SAINT JOHN, N.B. -- Richard Oland's secretary remembers panicking when she walked into the businessman's office and found his body in July 2011 as she testified at his son's murder trial Thursday that she also noticed a "vile odour" when she arrived for work that day.
Maureen Adamson told the court she set her coffee down and then saw something beyond one of the desks in Oland's office in Saint John, N.B., when she arrived between 8:45 a.m. and 9 a.m. on July 7, 2011.
When she got to work she found the street-level exterior door was not locked. An inner door to a hallway leading to the Far End Corp. offices wasn't locked or latched.
She said while the office door was closed, she's not sure if it was locked because she automatically used her keys out of habit.
Inside, she said she saw two legs protruding from behind a desk.
"I panicked. I went downstairs to get somebody," Adamson told Dennis Oland's trial in the Court of Queen's Bench.
After telling Preston Chiasson at Printing Plus that "something's wrong," the pair went upstairs where Adamson said she went no further into the office than she had earlier. Chiasson went a bit further in, she said, and then called police or 911 to report that someone was dead or badly injured.

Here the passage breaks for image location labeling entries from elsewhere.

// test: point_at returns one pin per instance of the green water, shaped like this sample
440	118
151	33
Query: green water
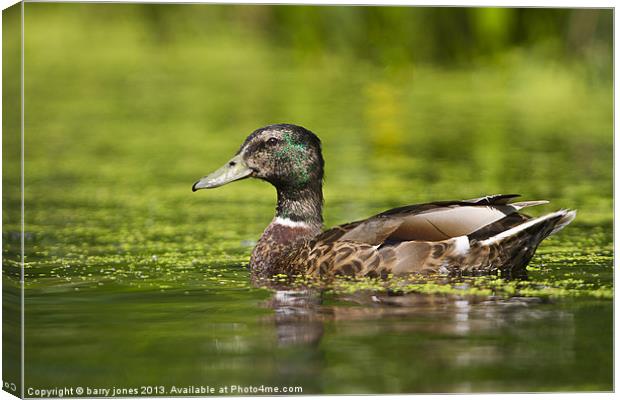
133	280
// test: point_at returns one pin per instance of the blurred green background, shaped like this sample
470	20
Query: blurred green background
127	105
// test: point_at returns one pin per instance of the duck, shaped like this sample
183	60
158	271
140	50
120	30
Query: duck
484	235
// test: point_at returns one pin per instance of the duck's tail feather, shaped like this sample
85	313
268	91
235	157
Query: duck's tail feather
542	227
511	250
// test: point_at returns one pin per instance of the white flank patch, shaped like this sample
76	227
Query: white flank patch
461	245
290	223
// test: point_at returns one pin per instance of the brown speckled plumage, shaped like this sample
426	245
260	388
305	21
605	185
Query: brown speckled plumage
478	236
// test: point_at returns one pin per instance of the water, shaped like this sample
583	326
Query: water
133	280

Adamson said Chiasson told her they had been instructed to leave the office, so they returned to Printing Plus to wait for the police.
"Police cars wailed down the street. It was bedlam," she said.
She was asked by police within the next week to walk through the office to see if anything was out of the ordinary or missing, but Adamson said she didn't notice anything amiss.
Dennis Oland, 46, has pleaded not guilty to second-degree murder in the death of his 69-year-old father.
Adamson said Richard Oland was chatting about family history with his son the last time she saw him alive the day before she found his body. Dennis Oland arrived at his father's office that day around 5:30 p.m., said Adamson.
She spoke with the younger Oland for a few minutes before Richard Oland joined the conversation. The two men had a shared interest in genealogy and were discussing their family tree, Adamson said.
She told the pair about a log book she wanted Dennis Oland to take with him, then shut off the coffee maker, made sure a door to an alleyway was locked, and left the building at around 5:45 p.m.
Adamson said she also remembered Dennis Oland was wearing a brown sports coat at the time of his visit that evening, a detail that stood out because of the warm weather.
"He had a jacket on. Good grief," she said.
Adamson identified a man wearing a brown coat in photos taken from security cameras as Dennis Oland.
"I don't know if that's the exact jacket, but the jacket he was wearing was brown," she said.
Crown attorney P.J. Veniot told the jury in his opening submission on Wednesday that despite witnesses who said he was wearing a brown jacket, Dennis Oland told police he had worn a blue blazer on July 6.
Veniot said Dennis Oland's wife Lisa took several garments, including two jackets, to the dry cleaner the day after her husband was questioned by police. Investigators later seized a brown sports jacket from Oland's home that had a dry cleaning tag attached.
Testing of the jacket found blood in four places, and Veniot said an expert will testify that the DNA matched that of Richard Oland.
Veniot said Richard Oland was killed in a violent outburst that resulted in 40 blows to his head and neck.
The Olands are one of the leading business families in the Maritimes, operating Moosehead Breweries, although Richard Oland left the company in 1981.